Dudley Tyler

Personal information
- Date of birth: 21 September 1944 (age 81)
- Place of birth: Salisbury, England
- Position: Winger

Senior career*
- Years: Team / Apps / (Gls)
- 1969–1972: Hereford United
- 1972–1973: West Ham United / 29 / (1)
- 1973–1977: Hereford United / 102 / (10)
- Malvern Town
- Westfields
- Pegasus Juniors

Managerial career
- Malvern Town
- Westfields
- Pegasus Juniors

= Dudley Tyler =

English footballer (born 1944)

Dudley Tyler (born 21 September 1944) is an English former footballer, born in Salisbury, who played as a winger in the Football League for West Ham United and Hereford United.

==Career==
John Charles signed Tyler for Hereford United in 1969 from amateur football in Swindon; he had previously been rejected by several clubs due to him having a hole in his heart.

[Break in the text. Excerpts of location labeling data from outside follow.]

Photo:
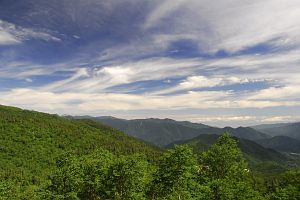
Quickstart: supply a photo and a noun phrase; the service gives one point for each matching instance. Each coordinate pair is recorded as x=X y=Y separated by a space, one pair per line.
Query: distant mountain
x=281 y=143
x=290 y=129
x=166 y=131
x=31 y=141
x=253 y=151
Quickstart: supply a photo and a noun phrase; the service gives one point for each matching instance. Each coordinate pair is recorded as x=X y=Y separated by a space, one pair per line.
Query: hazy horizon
x=226 y=63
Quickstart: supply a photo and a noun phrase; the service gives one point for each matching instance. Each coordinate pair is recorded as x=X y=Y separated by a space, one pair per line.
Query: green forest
x=45 y=156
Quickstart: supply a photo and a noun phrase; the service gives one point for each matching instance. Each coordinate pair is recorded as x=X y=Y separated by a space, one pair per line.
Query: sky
x=222 y=63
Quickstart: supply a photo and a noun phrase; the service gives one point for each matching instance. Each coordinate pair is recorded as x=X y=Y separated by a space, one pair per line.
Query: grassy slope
x=30 y=142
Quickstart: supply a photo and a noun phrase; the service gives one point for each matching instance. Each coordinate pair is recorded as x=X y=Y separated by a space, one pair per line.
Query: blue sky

He was part of the team that famously knocked Newcastle United out of the FA Cup, and gained election to the Football League in 1972. Tyler subsequently signed for West Ham United for a then non-league record fee of £25,000. He made just 29 league appearances in one-and-a-half seasons, his only league goal for the club scored against Peter Shilton. He returned to Hereford in November 1973, eventually reaching a total of 329 competitive appearances for the club with 69 goals scored.

After retiring from professional football, he joined non league Malvern Town, eventually becoming player-manager, followed by stints at Westfields and Pegasus Juniors in Hereford, both playing and managing. He worked as a salesman for a plastics company. As of 2016, Tyler still lived in Hereford.